Top Democrats have repeatedly said they will not comply with the administration’s demands for wall funding.
The 12 Republicans who voted for the Transportation bill Thursday is an uptick from the eight who voted the previous day on a measure to reopen the IRS, Treasury Department and other federal agencies.
GOP Reps. Pete King (N.Y.), Rodney Davis (Ill.), Steve Stivers (Ohio) and Chris Smith (N.J.) joined with others Republicans to advance the latest measure, including Reps. Elise Stefanik (N.Y.), Will Hurd (Texas), Fred Upton (Mich.), John Katko (N.Y.), Brian Fitzpatrick (Pa.), Greg Walden (Ore.), Adam Kinzinger (Ill.) and Jaime Herrera Beutler (Wash.). All twelve received fewer than 60 percent of the vote in the 2018 midterm elections.
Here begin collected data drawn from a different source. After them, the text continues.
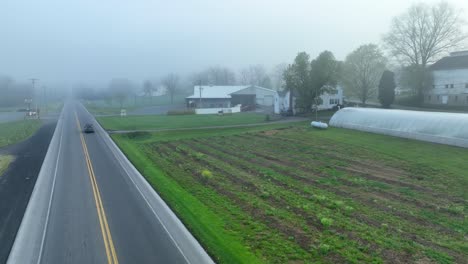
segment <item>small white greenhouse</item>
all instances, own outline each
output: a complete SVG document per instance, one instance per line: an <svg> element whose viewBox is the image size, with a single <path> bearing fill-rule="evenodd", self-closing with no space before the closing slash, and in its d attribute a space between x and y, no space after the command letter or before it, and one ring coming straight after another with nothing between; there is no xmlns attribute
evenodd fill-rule
<svg viewBox="0 0 468 264"><path fill-rule="evenodd" d="M468 148L468 114L351 107L330 125Z"/></svg>

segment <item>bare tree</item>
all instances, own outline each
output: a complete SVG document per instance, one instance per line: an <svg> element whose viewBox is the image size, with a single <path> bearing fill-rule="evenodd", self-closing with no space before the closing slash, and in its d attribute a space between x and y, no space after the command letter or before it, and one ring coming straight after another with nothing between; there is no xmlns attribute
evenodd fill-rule
<svg viewBox="0 0 468 264"><path fill-rule="evenodd" d="M386 63L387 59L377 45L360 46L346 57L341 77L343 88L365 104L377 94Z"/></svg>
<svg viewBox="0 0 468 264"><path fill-rule="evenodd" d="M288 68L287 63L280 63L273 67L273 70L271 72L271 79L272 79L272 88L280 91L283 90L285 87L285 81L284 81L284 72Z"/></svg>
<svg viewBox="0 0 468 264"><path fill-rule="evenodd" d="M119 102L120 108L123 108L125 100L132 94L133 84L128 79L112 79L109 90L112 97Z"/></svg>
<svg viewBox="0 0 468 264"><path fill-rule="evenodd" d="M167 92L171 96L171 104L174 103L174 95L177 93L179 76L175 73L170 73L161 80L161 83L166 87Z"/></svg>
<svg viewBox="0 0 468 264"><path fill-rule="evenodd" d="M153 92L156 91L156 87L150 80L143 82L143 93L150 99L150 104L153 102Z"/></svg>
<svg viewBox="0 0 468 264"><path fill-rule="evenodd" d="M240 83L271 88L271 79L263 65L251 65L240 71Z"/></svg>
<svg viewBox="0 0 468 264"><path fill-rule="evenodd" d="M446 2L433 6L424 3L411 6L395 17L384 42L390 53L405 66L426 66L444 53L460 46L467 38L462 31L461 13ZM420 100L428 84L421 79L416 88Z"/></svg>
<svg viewBox="0 0 468 264"><path fill-rule="evenodd" d="M212 66L208 69L194 74L191 77L193 85L234 85L236 74L227 67Z"/></svg>

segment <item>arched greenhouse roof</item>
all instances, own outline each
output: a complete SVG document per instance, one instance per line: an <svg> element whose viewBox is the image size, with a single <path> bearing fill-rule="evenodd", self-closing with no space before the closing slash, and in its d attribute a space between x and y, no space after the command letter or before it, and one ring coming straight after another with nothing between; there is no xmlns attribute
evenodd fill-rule
<svg viewBox="0 0 468 264"><path fill-rule="evenodd" d="M468 148L468 114L349 107L330 125Z"/></svg>

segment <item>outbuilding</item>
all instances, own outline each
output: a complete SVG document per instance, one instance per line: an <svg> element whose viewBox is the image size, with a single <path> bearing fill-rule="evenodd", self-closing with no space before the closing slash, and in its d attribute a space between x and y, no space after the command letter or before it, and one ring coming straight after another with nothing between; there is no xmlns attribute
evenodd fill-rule
<svg viewBox="0 0 468 264"><path fill-rule="evenodd" d="M341 88L341 86L337 86L334 93L324 93L320 96L320 98L322 99L322 103L318 106L319 110L332 109L333 107L337 105L343 105L343 100L344 100L343 88ZM295 96L292 101L294 105L294 102L296 101ZM281 114L282 112L288 111L289 104L290 104L290 92L289 91L278 92L275 97L275 107L274 107L275 114ZM293 111L294 112L296 111L295 107L293 107Z"/></svg>
<svg viewBox="0 0 468 264"><path fill-rule="evenodd" d="M196 85L193 95L185 98L189 108L242 108L255 109L257 105L273 107L276 91L256 85L211 86Z"/></svg>

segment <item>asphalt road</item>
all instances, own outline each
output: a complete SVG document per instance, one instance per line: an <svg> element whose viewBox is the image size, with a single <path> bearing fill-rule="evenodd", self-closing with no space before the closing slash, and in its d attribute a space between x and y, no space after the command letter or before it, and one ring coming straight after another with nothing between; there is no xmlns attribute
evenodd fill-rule
<svg viewBox="0 0 468 264"><path fill-rule="evenodd" d="M0 175L0 263L5 263L10 253L55 124L46 122L29 139L0 149L0 154L15 157Z"/></svg>
<svg viewBox="0 0 468 264"><path fill-rule="evenodd" d="M158 216L164 212L150 208L102 135L81 132L94 118L76 102L65 105L61 118L43 238L33 245L38 263L199 263L181 249L160 220L165 216ZM28 223L22 228L35 221ZM23 232L23 239L15 241L10 262L21 259L29 233L35 232Z"/></svg>

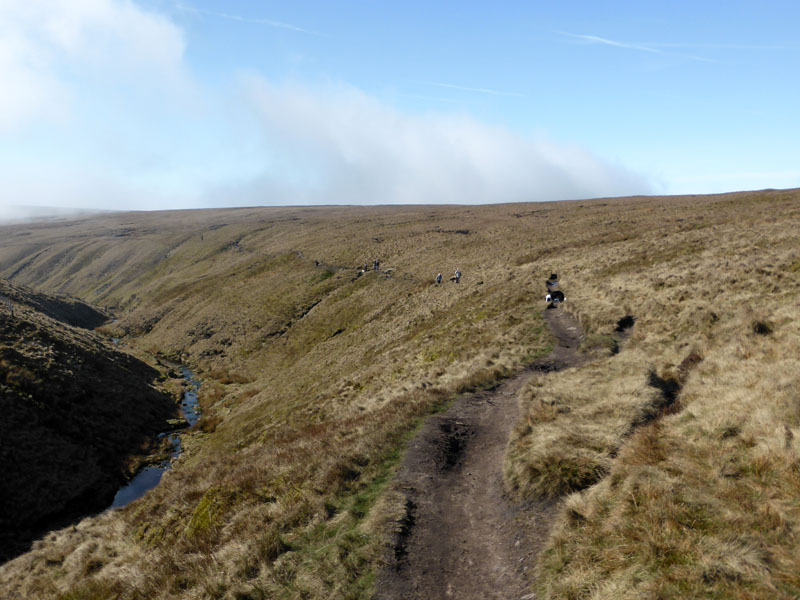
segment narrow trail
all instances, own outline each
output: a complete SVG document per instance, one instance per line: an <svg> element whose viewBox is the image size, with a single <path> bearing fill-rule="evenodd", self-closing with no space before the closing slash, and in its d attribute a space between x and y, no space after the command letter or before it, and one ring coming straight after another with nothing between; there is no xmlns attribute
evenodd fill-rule
<svg viewBox="0 0 800 600"><path fill-rule="evenodd" d="M497 388L456 400L411 442L397 481L406 515L377 600L532 599L536 556L556 502L515 503L503 459L519 415L517 392L535 374L579 366L582 331L561 309L545 310L553 351Z"/></svg>

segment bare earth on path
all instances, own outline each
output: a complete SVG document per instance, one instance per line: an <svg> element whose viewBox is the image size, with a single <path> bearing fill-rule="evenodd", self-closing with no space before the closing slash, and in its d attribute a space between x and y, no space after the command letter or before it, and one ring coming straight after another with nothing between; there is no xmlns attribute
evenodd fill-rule
<svg viewBox="0 0 800 600"><path fill-rule="evenodd" d="M505 494L503 459L519 416L517 391L535 374L579 366L582 332L561 309L546 310L557 345L493 390L457 399L409 445L397 482L406 515L378 600L520 599L556 502L516 503Z"/></svg>

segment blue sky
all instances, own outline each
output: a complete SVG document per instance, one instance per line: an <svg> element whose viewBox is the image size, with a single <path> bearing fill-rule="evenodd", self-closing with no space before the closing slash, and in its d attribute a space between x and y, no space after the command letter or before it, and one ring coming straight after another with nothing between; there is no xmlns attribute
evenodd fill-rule
<svg viewBox="0 0 800 600"><path fill-rule="evenodd" d="M0 214L800 186L795 2L0 0Z"/></svg>

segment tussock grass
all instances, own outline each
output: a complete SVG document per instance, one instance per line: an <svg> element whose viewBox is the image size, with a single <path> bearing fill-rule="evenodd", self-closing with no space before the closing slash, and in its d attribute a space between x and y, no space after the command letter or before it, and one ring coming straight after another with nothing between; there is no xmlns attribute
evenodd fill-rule
<svg viewBox="0 0 800 600"><path fill-rule="evenodd" d="M406 436L546 352L558 272L596 358L520 394L509 488L583 490L539 596L792 597L799 219L798 193L772 191L25 226L0 273L107 304L126 343L218 375L204 389L221 421L141 500L0 568L0 589L369 597ZM358 273L375 258L391 273ZM433 283L456 268L460 284Z"/></svg>
<svg viewBox="0 0 800 600"><path fill-rule="evenodd" d="M644 367L625 352L529 382L507 454L507 487L525 498L553 498L602 479L634 420L657 403Z"/></svg>
<svg viewBox="0 0 800 600"><path fill-rule="evenodd" d="M590 335L611 336L624 314L636 322L618 354L521 392L509 487L576 492L542 554L537 597L800 593L800 198L770 198L794 216L735 196L663 241L641 222L619 248L627 257L607 248L583 271L570 309Z"/></svg>
<svg viewBox="0 0 800 600"><path fill-rule="evenodd" d="M44 546L63 548L55 554L74 561L70 573L90 572L110 589L124 582L123 597L367 597L382 532L399 514L391 492L378 497L404 436L449 398L491 386L547 345L540 294L511 283L505 265L519 239L481 258L503 234L507 210L122 216L110 229L126 229L124 237L106 240L100 226L90 243L81 231L76 248L67 228L41 263L9 248L20 276L109 304L126 344L203 377L202 420L162 484L114 513L125 534L113 549L59 545L73 535L111 540L106 520ZM472 233L437 233L431 219ZM353 234L365 227L369 235ZM358 272L373 256L390 275ZM62 263L67 286L53 272ZM460 284L434 284L456 267ZM33 597L95 585L48 575L46 563L29 577L38 556L4 567L0 585Z"/></svg>
<svg viewBox="0 0 800 600"><path fill-rule="evenodd" d="M738 343L712 352L684 411L637 431L600 485L569 498L540 567L549 597L796 595L797 339L789 358L761 347L736 369Z"/></svg>

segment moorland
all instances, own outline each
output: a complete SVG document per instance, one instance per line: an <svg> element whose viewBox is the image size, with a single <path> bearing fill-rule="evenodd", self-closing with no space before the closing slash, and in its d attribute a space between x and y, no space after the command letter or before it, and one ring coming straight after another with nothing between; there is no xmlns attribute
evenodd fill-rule
<svg viewBox="0 0 800 600"><path fill-rule="evenodd" d="M0 589L370 597L407 441L549 352L556 272L592 360L520 389L498 465L510 496L558 504L532 592L796 597L798 231L797 190L2 227L0 277L190 365L203 418L158 487L52 531L0 566Z"/></svg>
<svg viewBox="0 0 800 600"><path fill-rule="evenodd" d="M0 296L5 561L47 530L106 508L177 407L156 369L93 334L106 315L4 280Z"/></svg>

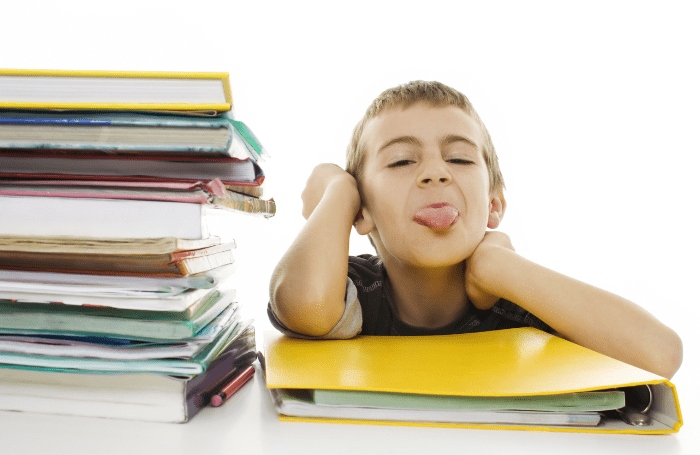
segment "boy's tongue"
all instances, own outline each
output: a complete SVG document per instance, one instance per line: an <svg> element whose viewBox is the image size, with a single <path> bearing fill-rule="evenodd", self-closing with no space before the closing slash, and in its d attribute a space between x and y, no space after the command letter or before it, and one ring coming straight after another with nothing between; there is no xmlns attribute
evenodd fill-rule
<svg viewBox="0 0 700 455"><path fill-rule="evenodd" d="M413 221L431 229L447 229L457 222L459 211L450 204L432 204L413 215Z"/></svg>

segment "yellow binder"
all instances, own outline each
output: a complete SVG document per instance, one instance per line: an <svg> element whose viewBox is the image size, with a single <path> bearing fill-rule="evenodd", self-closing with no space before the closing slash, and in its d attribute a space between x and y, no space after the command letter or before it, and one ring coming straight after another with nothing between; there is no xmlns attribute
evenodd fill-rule
<svg viewBox="0 0 700 455"><path fill-rule="evenodd" d="M650 426L604 419L598 426L326 421L518 430L660 434L683 424L676 387L665 378L533 328L416 336L300 340L265 333L270 389L331 389L456 396L528 396L649 385Z"/></svg>
<svg viewBox="0 0 700 455"><path fill-rule="evenodd" d="M233 100L228 73L0 68L0 108L226 112Z"/></svg>

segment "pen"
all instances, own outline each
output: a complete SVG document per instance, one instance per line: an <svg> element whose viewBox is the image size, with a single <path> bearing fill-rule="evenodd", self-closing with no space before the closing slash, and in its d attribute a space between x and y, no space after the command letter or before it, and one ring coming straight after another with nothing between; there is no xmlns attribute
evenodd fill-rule
<svg viewBox="0 0 700 455"><path fill-rule="evenodd" d="M243 370L240 374L236 375L235 378L228 384L226 384L219 393L211 397L211 405L214 407L219 407L224 404L224 401L231 398L231 396L236 393L236 390L243 387L243 384L248 382L250 378L253 377L255 373L255 367L250 365L248 368Z"/></svg>

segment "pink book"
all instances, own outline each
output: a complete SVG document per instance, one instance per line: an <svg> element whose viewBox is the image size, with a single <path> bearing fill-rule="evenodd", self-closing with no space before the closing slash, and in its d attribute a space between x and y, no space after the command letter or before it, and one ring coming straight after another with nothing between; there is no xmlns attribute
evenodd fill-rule
<svg viewBox="0 0 700 455"><path fill-rule="evenodd" d="M0 153L1 180L82 180L196 183L220 179L226 185L260 186L265 179L252 160L236 158L115 155L24 156Z"/></svg>
<svg viewBox="0 0 700 455"><path fill-rule="evenodd" d="M10 182L7 182L10 183ZM88 199L137 199L208 204L212 195L228 197L219 179L211 182L131 182L38 180L0 184L0 196L67 197Z"/></svg>

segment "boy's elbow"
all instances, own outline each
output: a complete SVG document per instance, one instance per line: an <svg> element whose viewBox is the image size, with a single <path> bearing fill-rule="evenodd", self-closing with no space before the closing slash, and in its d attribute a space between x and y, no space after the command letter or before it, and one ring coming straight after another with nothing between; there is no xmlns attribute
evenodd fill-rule
<svg viewBox="0 0 700 455"><path fill-rule="evenodd" d="M644 358L638 357L636 366L671 379L683 363L683 342L676 332L666 328L662 336L654 339L651 345L647 345L646 349L638 353L644 355Z"/></svg>
<svg viewBox="0 0 700 455"><path fill-rule="evenodd" d="M270 306L289 330L318 337L335 327L343 315L345 302L335 302L322 293L302 292L283 283L272 283Z"/></svg>
<svg viewBox="0 0 700 455"><path fill-rule="evenodd" d="M680 369L683 363L683 342L675 332L669 343L667 343L664 359L660 365L660 375L671 379L674 374Z"/></svg>

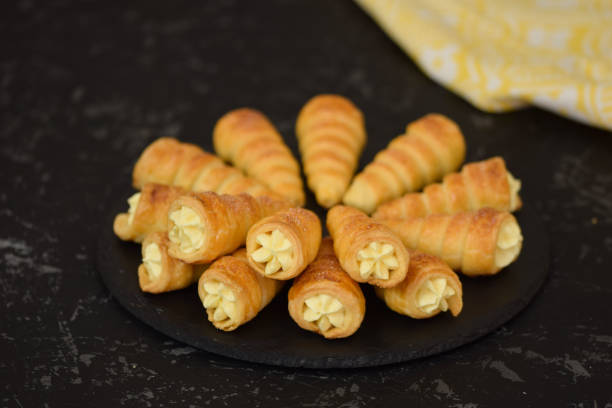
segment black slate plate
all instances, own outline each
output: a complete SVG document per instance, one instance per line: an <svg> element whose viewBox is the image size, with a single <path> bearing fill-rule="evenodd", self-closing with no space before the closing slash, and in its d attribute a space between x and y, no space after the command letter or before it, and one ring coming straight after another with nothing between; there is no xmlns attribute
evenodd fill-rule
<svg viewBox="0 0 612 408"><path fill-rule="evenodd" d="M195 285L162 295L142 293L136 270L140 246L120 241L109 214L98 243L98 270L119 303L160 332L212 353L240 360L287 367L348 368L398 363L437 354L469 343L507 322L536 294L548 272L548 237L535 213L525 206L517 218L525 243L519 259L499 275L461 276L464 308L428 320L396 314L362 285L366 316L351 337L324 338L300 329L287 311L287 290L277 295L254 320L233 332L215 329Z"/></svg>

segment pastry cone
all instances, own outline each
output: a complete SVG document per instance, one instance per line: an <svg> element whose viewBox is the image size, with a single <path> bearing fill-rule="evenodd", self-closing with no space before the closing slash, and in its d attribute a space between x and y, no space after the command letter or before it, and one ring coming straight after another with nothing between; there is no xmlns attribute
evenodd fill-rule
<svg viewBox="0 0 612 408"><path fill-rule="evenodd" d="M406 276L410 257L397 235L353 207L327 212L327 230L344 269L357 282L388 288Z"/></svg>
<svg viewBox="0 0 612 408"><path fill-rule="evenodd" d="M272 279L299 275L317 256L321 221L312 211L290 208L261 219L246 239L249 265Z"/></svg>
<svg viewBox="0 0 612 408"><path fill-rule="evenodd" d="M263 113L249 108L226 113L213 131L215 152L297 206L304 205L300 165Z"/></svg>
<svg viewBox="0 0 612 408"><path fill-rule="evenodd" d="M469 163L460 173L444 176L422 193L406 194L382 204L374 218L412 218L429 214L455 214L484 207L515 211L522 205L520 180L512 177L501 157Z"/></svg>
<svg viewBox="0 0 612 408"><path fill-rule="evenodd" d="M447 310L457 316L463 308L463 290L455 272L439 258L421 252L410 251L408 273L397 286L375 290L389 309L413 319Z"/></svg>
<svg viewBox="0 0 612 408"><path fill-rule="evenodd" d="M185 190L180 187L145 184L142 191L128 198L128 212L115 217L115 235L124 241L142 242L152 232L166 231L168 208L183 194Z"/></svg>
<svg viewBox="0 0 612 408"><path fill-rule="evenodd" d="M210 265L200 277L198 295L208 320L217 329L231 331L257 316L283 283L255 272L242 248Z"/></svg>
<svg viewBox="0 0 612 408"><path fill-rule="evenodd" d="M302 329L328 339L348 337L361 326L365 298L340 267L331 238L323 239L314 262L293 281L289 314Z"/></svg>
<svg viewBox="0 0 612 408"><path fill-rule="evenodd" d="M338 204L366 140L361 111L340 95L317 95L304 105L295 128L308 187L323 207Z"/></svg>
<svg viewBox="0 0 612 408"><path fill-rule="evenodd" d="M274 195L270 189L198 146L162 137L140 155L132 173L134 187L159 183L218 194Z"/></svg>
<svg viewBox="0 0 612 408"><path fill-rule="evenodd" d="M379 221L395 231L406 247L435 255L468 276L496 274L516 260L523 243L516 218L492 208Z"/></svg>
<svg viewBox="0 0 612 408"><path fill-rule="evenodd" d="M410 123L353 180L343 201L370 214L404 193L417 191L457 170L465 158L465 141L455 122L429 114Z"/></svg>
<svg viewBox="0 0 612 408"><path fill-rule="evenodd" d="M267 196L183 195L168 210L168 252L184 262L209 263L244 245L257 221L288 207L288 201Z"/></svg>
<svg viewBox="0 0 612 408"><path fill-rule="evenodd" d="M142 243L142 264L138 267L140 290L163 293L186 288L197 281L207 265L191 265L168 255L168 235L154 232Z"/></svg>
Stivers served as chairman of the House GOP campaign arm in the 2018 cycle.
House Democrats crafted a strategy to pass four individual funding bills aimed at reopening various unfunded parts of the government in an attempt to pressure Senate Republicans, who have said they will not take up spending bills that don’t have Trump’s approval.
Senate Majority Leader Mitch McConnell (R-Ky.) earlier Thursday blocked two House-passed funding bills that would reopen the federal government. One would fund the Department of Homeland Security (DHS) through Feb. 8, and a separate package would have funded the remaining agencies without current-year appropriations through Sept. 30.
Democratic leaders are looking to peel off GOP lawmakers from standing with Trump on the shutdown. Democrats pushed Republicans to vote for the House bills Thursday as they contain identical language to what passed out of the Senate Appropriations Committee with overwhelming bipartisan support.
Democrats have also accused Republicans of holding government funding hostage over partisan priorities, calling on the president to support spending bills that reopen portions of the government before they discuss the wall.
While a handful of moderate GOP members backed the Democrat-introduced measures on the floor, top Republicans have expressed confidence that the conference will largely remain unified in supporting the president’s fight for the wall.
Top Republicans have alleged Democratic negotiators are playing politics and have failed to produce a counteroffer to the president. House GOP leaders and administration officials have been urging members to continue to support the president, arguing the clean bills brought to the floor are “show votes” that won’t solve the issue at hand.